00:05:32.500 | And so, you know, I think it's quite fair to think of these apps as driving or nudging
00:05:38.520 | us all towards the competitive or Nash equilibrium of that game.
00:05:44.820 | Now you might ask like, "Well, that sounds great.
00:05:47.020 | Why is that a bad thing?"
00:05:48.660 | Well, you know, it's known both in theory and with some limited studies from actual
00:05:57.540 | like traffic data that all of us being in this competitive equilibrium might cause our
00:06:04.300 | collective driving time to be higher, maybe significantly higher than it would be under
00:06:10.100 | other solutions.
00:06:12.020 | And then you have to talk about what those other solutions might be and what the algorithms
00:06:16.580 | to implement them are, which we do discuss in the kind of game theory chapter of the
00:06:19.980 | book.
00:06:20.980 | But, but similarly, you know, on social media platforms or on Amazon, you know, all these
00:06:28.540 | algorithms that are essentially trying to optimize our behalf, they're driving us in
00:06:33.620 | a colloquial sense towards some kind of competitive equilibrium.

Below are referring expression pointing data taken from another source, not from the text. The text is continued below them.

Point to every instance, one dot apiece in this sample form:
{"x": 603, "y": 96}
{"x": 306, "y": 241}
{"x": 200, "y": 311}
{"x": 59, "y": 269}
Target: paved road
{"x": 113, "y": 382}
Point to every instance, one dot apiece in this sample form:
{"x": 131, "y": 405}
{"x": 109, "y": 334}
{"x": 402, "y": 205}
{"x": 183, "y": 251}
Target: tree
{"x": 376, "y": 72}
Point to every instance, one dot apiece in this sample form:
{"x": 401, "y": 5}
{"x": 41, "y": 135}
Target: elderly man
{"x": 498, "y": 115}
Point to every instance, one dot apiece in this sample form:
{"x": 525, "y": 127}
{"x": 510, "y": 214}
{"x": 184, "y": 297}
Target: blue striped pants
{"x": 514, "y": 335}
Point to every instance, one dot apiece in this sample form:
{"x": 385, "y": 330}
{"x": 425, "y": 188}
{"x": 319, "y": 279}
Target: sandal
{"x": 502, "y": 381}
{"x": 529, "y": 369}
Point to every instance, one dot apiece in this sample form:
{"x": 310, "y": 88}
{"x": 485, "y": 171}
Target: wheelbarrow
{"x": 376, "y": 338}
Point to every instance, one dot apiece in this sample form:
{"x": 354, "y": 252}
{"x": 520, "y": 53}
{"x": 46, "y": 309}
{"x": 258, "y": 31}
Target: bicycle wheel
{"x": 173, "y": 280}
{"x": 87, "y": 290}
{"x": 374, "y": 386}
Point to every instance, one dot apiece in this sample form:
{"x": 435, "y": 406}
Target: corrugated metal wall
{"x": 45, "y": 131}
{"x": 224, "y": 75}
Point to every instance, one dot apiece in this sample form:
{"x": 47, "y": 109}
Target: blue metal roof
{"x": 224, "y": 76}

00:06:37.540 | And you know, one of the most important lessons of game theory is that just because we're
00:06:40.900 | at equilibrium doesn't mean that there's not a solution in which some or maybe even all
00:06:45.340 | of us might be better off.
00:06:47.980 | And then the connection to machine learning, of course, is that in all these platforms
00:06:51.220 | I've mentioned, the optimization that they're doing on our behalf is driven by machine learning.
00:06:56.660 | You know, like predicting where the traffic will be, predicting what products I'm going
00:07:00.340 | to like, predicting what would make me happy in my news feed.